FEBRUARY 22—In 2010, a postcard stamp cost all of twenty eight cents—one could buy a card and mail it too for not much more than a dollar. That was the year I left Seattle and moved north to live with my parents, the year I was forced by illness to quit a much-loved job, the year I lost what was left of my independence and became—legally as well as functionally—disabled. It was the year Laura began sending postcards.
Laura and I met in 2007, when she joined the University of Washington research institute where I had been working for close to a decade. I was administrative staff. She came on board as a research scientist. Her Ph.D. was in atmospheric sciences, mine in American studies.
Despite our distinct professional backgrounds and places in the organization, we struck up a friendship almost immediately. Laura volunteered to help with the education and outreach program I coordinated. She created and led workshops and hands-on activities for school-age children from around the state.
We were colleagues for three brief years. I had already been diagnosed with ME/CFS by the time we met and was struggling with severe fatigue, muscle weakness, and cognitive problems. Holding onto a job and taking care of myself were increasingly difficult.
Considering the brevity of our acquaintance, and my inability to sustain friendships because of my maladies, it would have been easy, indeed quite natural, for us to drift apart when I had to quit work. Laura chose another path altogether.
Whether it was a brief phone call, or a short visit whenever she had reason to drive north, Laura made the effort to stay in touch. She adjusted to and respected my significant limitations but refused simply to let me go. Whenever she visited, she came with a smile and always left me with one.
Oh—but the postcards!
I have cards from cities and places spanning the country, from Yellowstone and Glacier National Parks to the Oregon Coast, and from much closer to what used to be home: Mount Rainier, the San Juan Islands, and Seattle. I have postcards from Europe, New Zealand, and the southernmost tip of Argentina, where Laura boarded a cruise ship for a voyage to the Antarctic. (The postcard mailed from Antarctica never arrived.) Whether she was visiting her parents in western New York, traveling for work, or on vacation, Laura sent a postcard—sometimes two. Other kind and generous friends sent them as well, but Laura’s filled a small box.

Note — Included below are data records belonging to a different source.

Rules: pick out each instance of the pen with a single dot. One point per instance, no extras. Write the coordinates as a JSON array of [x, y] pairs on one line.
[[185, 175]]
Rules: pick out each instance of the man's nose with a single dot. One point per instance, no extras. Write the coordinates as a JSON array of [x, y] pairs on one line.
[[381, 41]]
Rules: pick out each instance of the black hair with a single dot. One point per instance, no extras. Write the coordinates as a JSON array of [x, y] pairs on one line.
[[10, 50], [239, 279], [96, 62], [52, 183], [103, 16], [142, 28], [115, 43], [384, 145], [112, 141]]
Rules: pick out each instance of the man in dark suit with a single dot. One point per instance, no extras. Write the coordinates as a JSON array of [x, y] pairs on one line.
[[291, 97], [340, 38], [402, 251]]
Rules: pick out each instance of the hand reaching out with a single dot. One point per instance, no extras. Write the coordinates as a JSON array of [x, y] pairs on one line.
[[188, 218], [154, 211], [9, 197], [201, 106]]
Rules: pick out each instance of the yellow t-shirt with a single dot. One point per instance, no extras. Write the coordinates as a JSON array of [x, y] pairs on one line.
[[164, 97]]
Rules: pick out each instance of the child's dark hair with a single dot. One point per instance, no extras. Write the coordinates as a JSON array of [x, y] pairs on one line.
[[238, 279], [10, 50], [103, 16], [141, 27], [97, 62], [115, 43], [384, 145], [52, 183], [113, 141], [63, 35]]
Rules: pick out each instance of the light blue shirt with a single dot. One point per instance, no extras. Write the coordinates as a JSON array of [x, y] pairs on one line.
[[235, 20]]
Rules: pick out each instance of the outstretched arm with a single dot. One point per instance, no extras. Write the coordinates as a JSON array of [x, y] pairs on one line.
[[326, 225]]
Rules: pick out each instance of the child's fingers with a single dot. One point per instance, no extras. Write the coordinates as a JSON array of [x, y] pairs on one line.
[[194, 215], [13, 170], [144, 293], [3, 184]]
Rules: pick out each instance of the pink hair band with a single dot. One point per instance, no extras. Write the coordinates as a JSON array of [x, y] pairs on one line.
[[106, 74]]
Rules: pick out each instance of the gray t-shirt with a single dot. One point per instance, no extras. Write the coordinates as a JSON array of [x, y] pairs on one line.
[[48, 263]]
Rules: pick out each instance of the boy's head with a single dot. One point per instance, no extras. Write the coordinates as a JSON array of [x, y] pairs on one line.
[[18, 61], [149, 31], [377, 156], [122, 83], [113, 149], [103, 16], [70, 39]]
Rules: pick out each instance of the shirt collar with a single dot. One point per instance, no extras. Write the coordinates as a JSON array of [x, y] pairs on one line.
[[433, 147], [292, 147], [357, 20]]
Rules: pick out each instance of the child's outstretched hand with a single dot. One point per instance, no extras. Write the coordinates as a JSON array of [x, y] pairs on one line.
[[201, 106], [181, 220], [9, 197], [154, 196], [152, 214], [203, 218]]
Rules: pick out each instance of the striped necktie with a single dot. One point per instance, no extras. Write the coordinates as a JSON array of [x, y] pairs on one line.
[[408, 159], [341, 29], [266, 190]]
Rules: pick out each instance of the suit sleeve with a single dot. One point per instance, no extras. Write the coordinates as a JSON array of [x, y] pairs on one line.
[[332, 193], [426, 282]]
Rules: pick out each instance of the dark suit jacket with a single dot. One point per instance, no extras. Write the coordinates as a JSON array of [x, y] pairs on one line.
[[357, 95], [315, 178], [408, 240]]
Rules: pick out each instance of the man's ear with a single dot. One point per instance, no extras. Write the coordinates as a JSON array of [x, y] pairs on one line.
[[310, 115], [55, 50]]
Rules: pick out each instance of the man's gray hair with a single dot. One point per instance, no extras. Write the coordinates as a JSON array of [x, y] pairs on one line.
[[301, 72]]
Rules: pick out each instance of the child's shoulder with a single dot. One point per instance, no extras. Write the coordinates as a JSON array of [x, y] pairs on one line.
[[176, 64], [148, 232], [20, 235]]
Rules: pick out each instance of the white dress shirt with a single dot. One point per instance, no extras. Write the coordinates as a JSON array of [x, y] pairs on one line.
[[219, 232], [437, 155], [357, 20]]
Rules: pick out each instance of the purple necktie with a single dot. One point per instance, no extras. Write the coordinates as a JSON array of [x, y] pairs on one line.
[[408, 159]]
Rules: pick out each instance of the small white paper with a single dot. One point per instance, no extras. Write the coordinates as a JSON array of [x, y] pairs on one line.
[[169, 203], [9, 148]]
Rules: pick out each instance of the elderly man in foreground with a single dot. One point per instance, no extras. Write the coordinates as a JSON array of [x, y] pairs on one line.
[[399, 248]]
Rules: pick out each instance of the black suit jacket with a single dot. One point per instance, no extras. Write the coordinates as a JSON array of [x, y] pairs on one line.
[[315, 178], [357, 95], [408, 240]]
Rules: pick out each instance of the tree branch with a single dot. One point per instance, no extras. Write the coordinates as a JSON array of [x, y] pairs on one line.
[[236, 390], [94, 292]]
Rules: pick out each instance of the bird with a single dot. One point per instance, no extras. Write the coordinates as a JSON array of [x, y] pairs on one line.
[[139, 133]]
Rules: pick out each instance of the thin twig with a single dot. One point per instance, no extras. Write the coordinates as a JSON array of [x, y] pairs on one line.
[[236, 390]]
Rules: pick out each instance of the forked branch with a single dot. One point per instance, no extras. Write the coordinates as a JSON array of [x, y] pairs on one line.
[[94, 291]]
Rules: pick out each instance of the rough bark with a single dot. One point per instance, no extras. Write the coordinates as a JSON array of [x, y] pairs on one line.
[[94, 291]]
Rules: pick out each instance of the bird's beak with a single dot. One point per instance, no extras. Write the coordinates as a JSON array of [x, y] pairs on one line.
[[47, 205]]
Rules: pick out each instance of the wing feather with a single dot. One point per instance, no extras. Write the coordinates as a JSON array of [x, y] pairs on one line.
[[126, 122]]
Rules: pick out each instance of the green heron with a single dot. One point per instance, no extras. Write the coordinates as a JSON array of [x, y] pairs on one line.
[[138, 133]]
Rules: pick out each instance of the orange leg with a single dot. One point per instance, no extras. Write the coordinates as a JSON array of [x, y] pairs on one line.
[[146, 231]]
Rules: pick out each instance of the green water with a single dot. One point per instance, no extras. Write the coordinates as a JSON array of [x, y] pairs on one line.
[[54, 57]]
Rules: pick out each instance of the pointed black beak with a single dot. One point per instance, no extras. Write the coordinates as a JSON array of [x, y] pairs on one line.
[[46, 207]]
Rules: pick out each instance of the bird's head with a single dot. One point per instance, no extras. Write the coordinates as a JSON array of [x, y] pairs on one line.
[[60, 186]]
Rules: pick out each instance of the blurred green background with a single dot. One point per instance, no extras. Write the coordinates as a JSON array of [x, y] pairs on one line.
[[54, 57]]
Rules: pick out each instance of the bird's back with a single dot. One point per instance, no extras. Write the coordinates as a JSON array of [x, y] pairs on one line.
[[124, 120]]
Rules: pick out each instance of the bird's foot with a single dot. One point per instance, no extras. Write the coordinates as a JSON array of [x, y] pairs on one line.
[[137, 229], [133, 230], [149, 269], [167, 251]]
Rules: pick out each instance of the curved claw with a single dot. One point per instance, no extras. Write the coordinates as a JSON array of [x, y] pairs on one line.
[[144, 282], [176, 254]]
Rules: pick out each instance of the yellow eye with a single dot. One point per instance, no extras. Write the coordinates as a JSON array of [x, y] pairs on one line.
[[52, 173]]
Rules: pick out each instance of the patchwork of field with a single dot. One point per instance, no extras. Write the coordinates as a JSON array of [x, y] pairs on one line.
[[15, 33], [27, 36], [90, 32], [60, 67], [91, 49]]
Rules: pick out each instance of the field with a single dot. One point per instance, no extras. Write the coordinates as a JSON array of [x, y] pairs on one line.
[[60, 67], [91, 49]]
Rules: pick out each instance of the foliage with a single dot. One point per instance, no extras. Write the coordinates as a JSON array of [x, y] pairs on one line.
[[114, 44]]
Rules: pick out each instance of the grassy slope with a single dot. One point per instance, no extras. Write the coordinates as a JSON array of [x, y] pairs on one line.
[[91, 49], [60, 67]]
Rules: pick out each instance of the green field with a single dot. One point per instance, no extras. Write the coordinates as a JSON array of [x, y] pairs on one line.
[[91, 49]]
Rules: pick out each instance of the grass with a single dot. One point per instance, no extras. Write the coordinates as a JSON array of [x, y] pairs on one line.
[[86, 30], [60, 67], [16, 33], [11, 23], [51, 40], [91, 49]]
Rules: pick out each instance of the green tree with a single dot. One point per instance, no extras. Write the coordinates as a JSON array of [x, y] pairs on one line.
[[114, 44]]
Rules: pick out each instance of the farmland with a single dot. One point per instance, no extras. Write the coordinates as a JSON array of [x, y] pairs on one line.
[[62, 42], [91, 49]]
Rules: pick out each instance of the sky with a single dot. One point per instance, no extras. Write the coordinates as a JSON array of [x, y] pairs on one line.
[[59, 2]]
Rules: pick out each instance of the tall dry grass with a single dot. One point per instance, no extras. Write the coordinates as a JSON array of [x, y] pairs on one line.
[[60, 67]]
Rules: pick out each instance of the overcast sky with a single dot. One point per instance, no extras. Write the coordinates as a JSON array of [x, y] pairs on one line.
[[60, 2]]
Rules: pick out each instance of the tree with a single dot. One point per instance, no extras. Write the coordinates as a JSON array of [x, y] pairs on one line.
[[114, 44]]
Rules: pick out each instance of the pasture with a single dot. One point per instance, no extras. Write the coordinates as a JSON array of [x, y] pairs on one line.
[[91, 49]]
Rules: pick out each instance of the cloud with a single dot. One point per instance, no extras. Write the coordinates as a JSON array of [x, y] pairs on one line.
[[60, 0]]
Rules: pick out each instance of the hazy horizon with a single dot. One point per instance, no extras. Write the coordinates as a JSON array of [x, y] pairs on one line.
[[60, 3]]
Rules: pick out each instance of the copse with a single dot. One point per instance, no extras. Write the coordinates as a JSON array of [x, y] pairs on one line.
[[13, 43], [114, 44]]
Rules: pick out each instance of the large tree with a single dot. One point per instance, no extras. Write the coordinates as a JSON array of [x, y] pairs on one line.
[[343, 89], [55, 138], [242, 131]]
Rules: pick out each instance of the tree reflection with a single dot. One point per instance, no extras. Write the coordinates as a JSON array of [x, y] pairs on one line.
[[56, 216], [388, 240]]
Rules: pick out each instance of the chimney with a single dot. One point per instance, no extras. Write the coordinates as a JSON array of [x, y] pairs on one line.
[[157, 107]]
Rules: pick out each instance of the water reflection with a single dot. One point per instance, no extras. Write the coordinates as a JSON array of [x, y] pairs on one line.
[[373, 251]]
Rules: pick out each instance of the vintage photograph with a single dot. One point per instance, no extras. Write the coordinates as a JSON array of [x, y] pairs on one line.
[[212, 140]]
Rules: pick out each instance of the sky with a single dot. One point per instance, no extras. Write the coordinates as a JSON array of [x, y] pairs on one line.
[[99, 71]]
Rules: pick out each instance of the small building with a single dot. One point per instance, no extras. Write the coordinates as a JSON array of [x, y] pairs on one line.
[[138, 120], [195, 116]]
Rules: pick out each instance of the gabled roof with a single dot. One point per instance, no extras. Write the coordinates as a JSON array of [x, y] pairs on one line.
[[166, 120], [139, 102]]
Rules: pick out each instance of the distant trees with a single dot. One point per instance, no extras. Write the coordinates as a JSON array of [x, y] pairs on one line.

Wonderful though it was to see glossy photos of all the interesting places she visited, my greatest delight was in reading her brief notes. I took particular pleasure in the beauty of her cursive script. It was those utterly unique, and yet oh-so-human marks that connected me most closely with my friend. Laura’s postcards—a small gesture—amounted to a profound expression of compassion and kindness. Isolated and housebound, alone and lonely, I knew I was not forgotten.
I look outside the window as I write this. It is 21 degrees in Norfolk on this clear, sunny morning. In the deep shadows on the north side of the cottage, the leaves of an overgrown rhododendron are curled tightly in the biting cold. Those at the top, bathed in sunlight, have unfurled in the warmth.
Friendship. Warmth. Laura was my sunshine.